Authorities turn attention to marine biodiversity of North West Shelf

Aug 01, 2000 02:00 AM

Efforts to protect the famous Barrier Reef have long been in force, but now authorities are turning more attention to the marine biodiversity of the North West Shelf - one of Australia's most important offshore oil and gas producing areas. In fact the North West Shelf Study is emerging as Australia's largest environmental management project - its quest, to provide sustainable opportunities based on a better understanding of the marine environment.
Federal Minister for Industry, Science and Resources Nick Minchin, and Western Australia's Minister for the Environment Cheryl Edwardes, have just announced an extra A$ 6 mm funding for the research study which began in 1997. Senator Minchin said the project was being 'boosted substantially' by some of the key oil and gas players on the Shelf - including Woodside and Apache, as well as the Australian Petroleum Production and Exploration Association and the Australian Geological Survey Organisation.
"The North West Shelf Study will deliver detailedknowledge of the marine ecosystem, its limitations and opportunities in a region that generates more than A$ 6 bn for the Australian economy," he said. "This research will help us avoid some of the costly mistakes resulting from development in other regions for which Australians are now paying dearly," he said.

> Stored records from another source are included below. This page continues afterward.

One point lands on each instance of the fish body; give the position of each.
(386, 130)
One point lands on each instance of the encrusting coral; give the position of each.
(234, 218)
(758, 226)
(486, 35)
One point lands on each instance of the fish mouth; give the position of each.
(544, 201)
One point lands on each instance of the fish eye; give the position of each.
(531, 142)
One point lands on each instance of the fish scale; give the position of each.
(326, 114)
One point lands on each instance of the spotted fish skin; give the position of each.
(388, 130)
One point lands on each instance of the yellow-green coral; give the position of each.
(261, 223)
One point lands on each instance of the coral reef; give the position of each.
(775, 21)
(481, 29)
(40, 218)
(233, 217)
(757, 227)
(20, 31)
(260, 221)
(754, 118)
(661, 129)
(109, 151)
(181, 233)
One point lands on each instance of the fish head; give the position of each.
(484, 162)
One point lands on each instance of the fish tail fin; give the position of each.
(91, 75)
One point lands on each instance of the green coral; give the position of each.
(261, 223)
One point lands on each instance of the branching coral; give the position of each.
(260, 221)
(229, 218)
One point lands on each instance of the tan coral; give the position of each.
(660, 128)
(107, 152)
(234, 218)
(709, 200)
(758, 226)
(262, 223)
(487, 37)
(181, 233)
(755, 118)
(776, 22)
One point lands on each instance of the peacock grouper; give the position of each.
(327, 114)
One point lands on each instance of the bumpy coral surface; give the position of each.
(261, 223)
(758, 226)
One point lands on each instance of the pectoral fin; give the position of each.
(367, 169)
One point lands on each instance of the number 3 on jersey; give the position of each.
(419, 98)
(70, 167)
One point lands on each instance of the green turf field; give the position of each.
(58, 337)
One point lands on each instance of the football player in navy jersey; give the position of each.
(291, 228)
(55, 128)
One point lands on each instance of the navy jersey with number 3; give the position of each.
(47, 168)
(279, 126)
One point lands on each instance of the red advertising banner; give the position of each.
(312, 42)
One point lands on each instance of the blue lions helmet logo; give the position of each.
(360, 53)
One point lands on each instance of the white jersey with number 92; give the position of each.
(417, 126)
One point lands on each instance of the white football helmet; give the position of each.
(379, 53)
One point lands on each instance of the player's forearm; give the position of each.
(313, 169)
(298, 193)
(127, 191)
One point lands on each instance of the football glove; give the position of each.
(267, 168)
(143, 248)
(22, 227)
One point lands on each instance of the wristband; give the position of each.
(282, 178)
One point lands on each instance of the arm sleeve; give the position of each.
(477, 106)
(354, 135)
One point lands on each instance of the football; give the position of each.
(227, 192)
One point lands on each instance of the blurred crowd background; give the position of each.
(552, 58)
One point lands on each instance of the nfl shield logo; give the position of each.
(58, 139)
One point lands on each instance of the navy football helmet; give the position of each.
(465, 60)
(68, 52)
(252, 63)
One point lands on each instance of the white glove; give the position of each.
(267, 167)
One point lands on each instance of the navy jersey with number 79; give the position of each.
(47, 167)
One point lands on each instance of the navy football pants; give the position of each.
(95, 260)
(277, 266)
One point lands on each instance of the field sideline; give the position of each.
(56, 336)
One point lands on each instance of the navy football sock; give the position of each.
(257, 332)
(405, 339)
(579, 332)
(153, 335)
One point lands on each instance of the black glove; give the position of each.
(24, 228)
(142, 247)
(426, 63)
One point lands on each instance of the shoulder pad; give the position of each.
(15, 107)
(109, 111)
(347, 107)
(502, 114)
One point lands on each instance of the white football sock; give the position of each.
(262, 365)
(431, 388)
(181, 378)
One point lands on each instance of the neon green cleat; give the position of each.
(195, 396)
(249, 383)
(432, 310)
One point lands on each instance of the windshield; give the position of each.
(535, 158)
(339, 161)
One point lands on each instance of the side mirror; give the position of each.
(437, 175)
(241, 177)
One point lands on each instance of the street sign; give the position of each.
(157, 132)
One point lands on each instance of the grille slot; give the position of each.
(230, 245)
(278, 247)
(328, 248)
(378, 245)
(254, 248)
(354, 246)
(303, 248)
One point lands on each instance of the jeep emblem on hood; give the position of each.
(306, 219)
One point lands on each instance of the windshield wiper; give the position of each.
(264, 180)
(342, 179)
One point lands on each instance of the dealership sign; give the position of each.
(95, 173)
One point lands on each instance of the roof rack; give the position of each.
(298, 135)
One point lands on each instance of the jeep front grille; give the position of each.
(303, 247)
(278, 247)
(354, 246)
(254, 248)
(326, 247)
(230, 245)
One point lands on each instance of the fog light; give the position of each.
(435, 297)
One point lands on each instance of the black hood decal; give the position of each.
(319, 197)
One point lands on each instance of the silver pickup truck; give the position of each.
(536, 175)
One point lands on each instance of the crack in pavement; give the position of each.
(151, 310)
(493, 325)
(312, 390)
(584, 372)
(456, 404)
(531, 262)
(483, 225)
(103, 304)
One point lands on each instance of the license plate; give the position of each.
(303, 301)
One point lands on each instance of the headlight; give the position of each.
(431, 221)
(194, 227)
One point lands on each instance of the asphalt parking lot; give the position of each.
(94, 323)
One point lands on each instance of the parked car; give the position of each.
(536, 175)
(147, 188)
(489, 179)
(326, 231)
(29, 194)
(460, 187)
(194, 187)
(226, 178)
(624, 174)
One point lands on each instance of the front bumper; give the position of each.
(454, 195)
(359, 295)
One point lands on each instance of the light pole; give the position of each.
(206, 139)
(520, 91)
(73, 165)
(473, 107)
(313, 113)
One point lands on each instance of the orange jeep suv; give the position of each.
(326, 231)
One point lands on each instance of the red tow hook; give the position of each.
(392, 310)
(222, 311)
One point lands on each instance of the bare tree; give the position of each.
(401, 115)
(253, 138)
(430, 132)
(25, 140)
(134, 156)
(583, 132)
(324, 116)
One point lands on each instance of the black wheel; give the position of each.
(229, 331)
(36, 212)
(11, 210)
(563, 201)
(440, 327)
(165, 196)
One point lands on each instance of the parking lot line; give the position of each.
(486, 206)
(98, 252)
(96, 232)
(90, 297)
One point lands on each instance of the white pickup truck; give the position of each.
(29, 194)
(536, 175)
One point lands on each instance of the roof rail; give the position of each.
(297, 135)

The study aims to eliminate problems which have resulted from a lack of understanding of the environmental impacts of specific developments and assessing developments in isolation. Management of the 110,000 sq km study area is currently covered by more than 200 separate Federal, State and Local Government laws. "We need to manage the known and as-yet-undiscovered wealth of the North West Shelf in a sustainable manner," Edwardes added.